John Streufert, director of the National Cybersecurity Division at DHS, had a hand in the CDM last November before the RFP was issued. At the time, he expressed hope CDM might one day become a “cyberscope” for the federal agencies to know what’s happening in real-time on their networks and a way to mitigate vulnerability problems. He says federal agencies need to get away from inefficient and untimely paper-based vulnerability reporting.
Along with IBM, the systems integrators winning a spot on CDM include Booz Allen Hamilton, CSC, Knowledge Consulting Group, Lockheed Martin, Northrop Grumman, SAIC and ManTech. The contract also brings in dozens of vendors of monitoring, scanning, log management and security-information and event management tools. These include McAfee, Symantec, ForeScout, Splunk, Veracode, Rapid7, Core Impact, Microsoft, RedSeal, nCircle and several more. ForeScout, for example, said its CounterACT monitoring product has been included in product suites put forward by 11 out of the 17 systems integrators winning the contract.

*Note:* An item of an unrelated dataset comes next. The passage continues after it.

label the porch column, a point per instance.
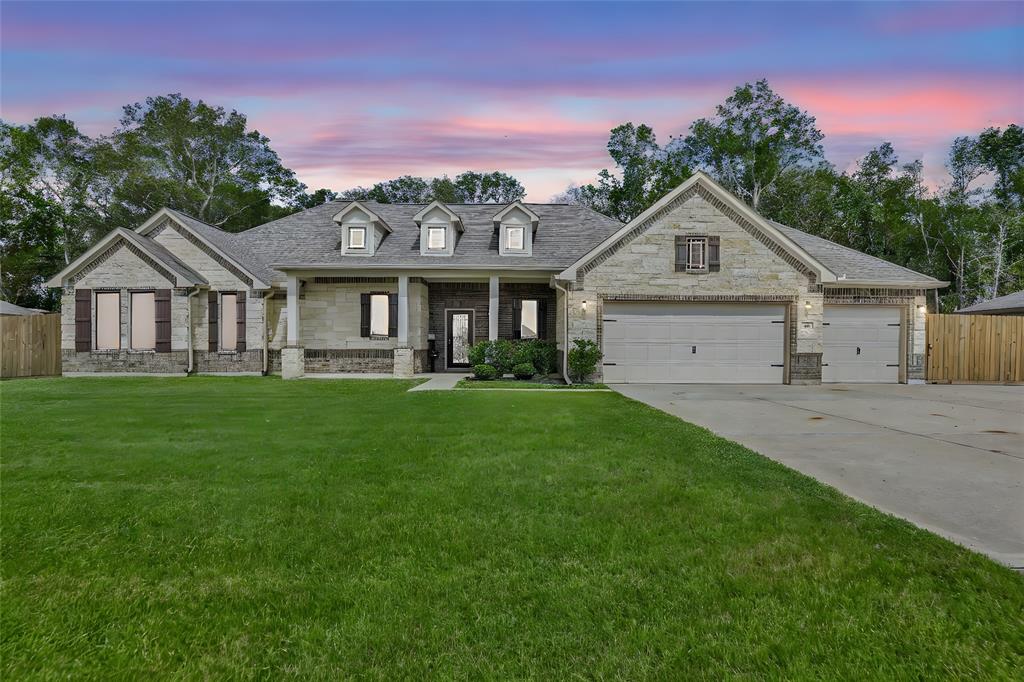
(293, 356)
(403, 310)
(493, 310)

The products and services under the CDM contract award will be available through the General Services Administration. However, DHS is expected to oversee the contract, which is established as a 1-year baseline for “indefinite quantity, indefinite delivery” purchases by agencies for a maximum total of five years and $6 billion if all options are exercised.
IBM, which will be selling its Security Endpoint Manager, Security AppScan and QRadar SIEM, notes the contract is set up in a way to engender competition while making it easier for civilian federal agencies to buy monitoring and mitigation products. The contract is also expected to be available to state and local agencies.